De acuerdo con NetBlocks, el bloqueo en Sri Lanka puede ser contraproducente por haber dejado fuera fuentes de información auténticas.

“Las restricciones a la red nacional de internet acelera la propagación de desinformación durante una crisis debido a que las fuentes auténticas de información están fuera de línea”, dijo en Twitter NetBlocks.

“Esto permite a terceras partes explotar la situación para obtener beneficios políticos y lucrar”.

La promesa de las autoridades de Sri Lanka de mantener el bloqueo hasta que sus investigaciones concluyan es problemática, dijo Amy Lehr, directora de la iniciativa de derechos humanos del Center for Strategic and International Studies (Centro para Estrategia y Estudios Internacionales), un  think tank de Washington.

“Todos tenemos alguna simpatía cuando hay un ataque terrorista, pero ¿qué pasaría si fuera una manifestación democrática en Irán?, dijo Lehr.

Al bloquear Facebook, Sri Lanka también bloqueó la función “safety check”, que permite a los usuarios comunicarse con familiares y amigos tras un desastre.

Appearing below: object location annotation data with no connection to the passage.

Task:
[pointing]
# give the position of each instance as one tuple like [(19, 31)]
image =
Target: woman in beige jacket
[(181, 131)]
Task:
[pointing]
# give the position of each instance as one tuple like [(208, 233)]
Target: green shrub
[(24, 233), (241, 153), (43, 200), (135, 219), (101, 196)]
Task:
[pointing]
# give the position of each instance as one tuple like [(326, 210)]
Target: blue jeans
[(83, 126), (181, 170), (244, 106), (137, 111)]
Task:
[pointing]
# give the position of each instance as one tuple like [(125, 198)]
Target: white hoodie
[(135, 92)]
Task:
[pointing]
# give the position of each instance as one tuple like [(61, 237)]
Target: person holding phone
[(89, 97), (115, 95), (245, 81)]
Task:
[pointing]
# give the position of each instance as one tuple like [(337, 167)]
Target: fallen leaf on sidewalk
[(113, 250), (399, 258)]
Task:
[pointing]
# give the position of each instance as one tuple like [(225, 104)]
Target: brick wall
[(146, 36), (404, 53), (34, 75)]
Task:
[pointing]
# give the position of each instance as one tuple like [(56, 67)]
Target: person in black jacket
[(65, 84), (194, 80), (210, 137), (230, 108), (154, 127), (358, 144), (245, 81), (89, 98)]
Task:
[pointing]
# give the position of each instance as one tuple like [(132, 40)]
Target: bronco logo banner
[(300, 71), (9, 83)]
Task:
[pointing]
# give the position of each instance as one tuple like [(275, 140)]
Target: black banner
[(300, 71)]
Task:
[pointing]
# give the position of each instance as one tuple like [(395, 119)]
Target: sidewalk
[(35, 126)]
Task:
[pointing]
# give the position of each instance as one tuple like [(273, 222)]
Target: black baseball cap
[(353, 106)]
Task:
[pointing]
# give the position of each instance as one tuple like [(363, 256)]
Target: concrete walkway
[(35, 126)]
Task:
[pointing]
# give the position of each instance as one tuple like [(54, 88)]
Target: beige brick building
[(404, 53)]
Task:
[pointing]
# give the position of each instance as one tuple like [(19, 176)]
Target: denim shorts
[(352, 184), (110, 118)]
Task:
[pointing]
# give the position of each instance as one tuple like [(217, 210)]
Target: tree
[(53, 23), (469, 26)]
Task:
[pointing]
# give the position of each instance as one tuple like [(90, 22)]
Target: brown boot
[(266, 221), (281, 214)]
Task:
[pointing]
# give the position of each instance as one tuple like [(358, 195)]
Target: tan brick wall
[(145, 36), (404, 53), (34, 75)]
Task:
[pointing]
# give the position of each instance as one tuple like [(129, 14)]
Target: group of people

“Estos ataques son horribles. Y la gente necesita una plataforma de redes sociales para obtener información precisa y contactar a sus seres queridos”, dijo en Twitter Allie Funk, una investigadora de la ONG Freedom House.

“La decisión del gobierno de restringir esas apps es peligrosa”, añadió.

Investigaciones anteriores habían indicado que los apagones de internet y redes sociales pueden conducir a más violencia.

El investigador Jan Rydzak, de la Stanford University, dijo en febrero de 2019 en un artículo basado en India que “los apagones están mucho más fuertemente asociados con el incremento de la acción de violencia colectiva que con la movilización no violenta”.

Los esfuerzos por regular a las redes sociales han aumentado desde el tiroteo en una mezquita el mes pasado en Nueva Zelanda, que se transmitió en vivo en Facebook y luego fue posteada en otras redes sociales.

Facebook y otros hicieron un gran esfuerzo para eliminar varias versiones del video.

Sin embargo, los errores de las redes sociales, han puesto a los gobiernos en alerta para controlar los flujos de información.

En los momentos de crisis con frecuencia se difunde desinformación, incluida la que se propagó la semana pasada durante el incendio de Notre Dame en París.

La prohibición en Sri Lanka “es inevitable pero es la desafortunada  consecuencia de la incapacidad de las  plataformas de detener la amplificación en línea de la conspiración y la indignación”, dijo  Karen Kornbluh, exdirectora de políticas de la Casa Blanca que ahora preside Digital Innovation Democracy Initiative y el Fondo German Marshall.

“Esto demuestra la falsa premisa del mantra de las plataformas de que cualquiera de sus prácticas aplastará la libertad de expresión… si continúan cargando desinformación esto conducirá a menos libertad de expresión en línea.”

Uno de los desafíos para las plataformas sociales que se alimentan de algoritmos es cómo prevenir contenidos falsos y abusivos es hagan virales.